Oliver continued on, but I couldn’t help but try to make sense of this nonsense: Outside World being plagued? What does he mean by these look-alikes?
“These Soulless Wanderers I believe have returned or at least have come out of hiding… from the Tombs I’ve read I have discovered many, many disturbing truths about them: their like cannibals, feast on the flesh of humans and animals alike: some even stated they thirsted for human blood… seeking effortlessly to prey on their next soul. Supposedly in the belief’s of these things, these Outsider’s, are in search of their lost soul, and they believe somewhere in one of us lives their soul they lost due to their transformation into the fiend they became… but it sounds like a fake Mythological Fairytale of a belief.”

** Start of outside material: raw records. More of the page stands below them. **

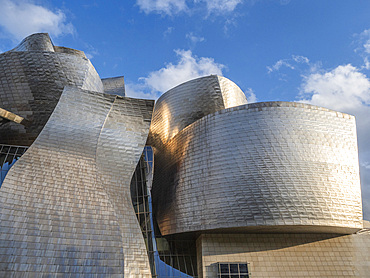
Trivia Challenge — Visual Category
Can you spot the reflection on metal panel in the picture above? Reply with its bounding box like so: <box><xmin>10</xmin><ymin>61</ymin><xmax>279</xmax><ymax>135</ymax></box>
<box><xmin>0</xmin><ymin>33</ymin><xmax>103</xmax><ymax>146</ymax></box>
<box><xmin>148</xmin><ymin>75</ymin><xmax>247</xmax><ymax>148</ymax></box>
<box><xmin>152</xmin><ymin>102</ymin><xmax>362</xmax><ymax>235</ymax></box>
<box><xmin>131</xmin><ymin>146</ymin><xmax>197</xmax><ymax>278</ymax></box>
<box><xmin>0</xmin><ymin>87</ymin><xmax>153</xmax><ymax>277</ymax></box>
<box><xmin>0</xmin><ymin>145</ymin><xmax>28</xmax><ymax>187</ymax></box>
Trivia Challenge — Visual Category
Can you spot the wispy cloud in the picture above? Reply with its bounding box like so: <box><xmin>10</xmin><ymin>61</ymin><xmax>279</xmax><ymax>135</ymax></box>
<box><xmin>266</xmin><ymin>55</ymin><xmax>310</xmax><ymax>73</ymax></box>
<box><xmin>244</xmin><ymin>88</ymin><xmax>257</xmax><ymax>103</ymax></box>
<box><xmin>185</xmin><ymin>32</ymin><xmax>205</xmax><ymax>45</ymax></box>
<box><xmin>0</xmin><ymin>0</ymin><xmax>74</xmax><ymax>40</ymax></box>
<box><xmin>199</xmin><ymin>0</ymin><xmax>242</xmax><ymax>14</ymax></box>
<box><xmin>136</xmin><ymin>0</ymin><xmax>188</xmax><ymax>15</ymax></box>
<box><xmin>353</xmin><ymin>29</ymin><xmax>370</xmax><ymax>70</ymax></box>
<box><xmin>143</xmin><ymin>50</ymin><xmax>225</xmax><ymax>93</ymax></box>
<box><xmin>127</xmin><ymin>50</ymin><xmax>225</xmax><ymax>99</ymax></box>
<box><xmin>136</xmin><ymin>0</ymin><xmax>243</xmax><ymax>15</ymax></box>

I had trouble seeing sense: either I was being absentminded or his words were too hollow to even comprehend as a reality; it just sounded to infused in a science fiction novel of some sort: like something Amy would be reading to me off one of her books.
I winced, “And what does this have to do with anything: I-I mean us?”
Oliver cleared his throat, “The Council has been mobilizing and sending plenty of troops outside… solemnly a group returns: the injured are not tended, they’re left to rot.”
“Troops meaning?” I interrupted curiously.
“Soldiers: men bred solely to fight”
“With guns?”
Oliver giggled, “Yes, of course,” he said amused, “Fields flooded with thousands upon thousands: gunning one another down to see which one’s victor… or perhaps which side is lucky enough to live and tell the tale”
“What could cause such a disastrous ultimatum?” I asked.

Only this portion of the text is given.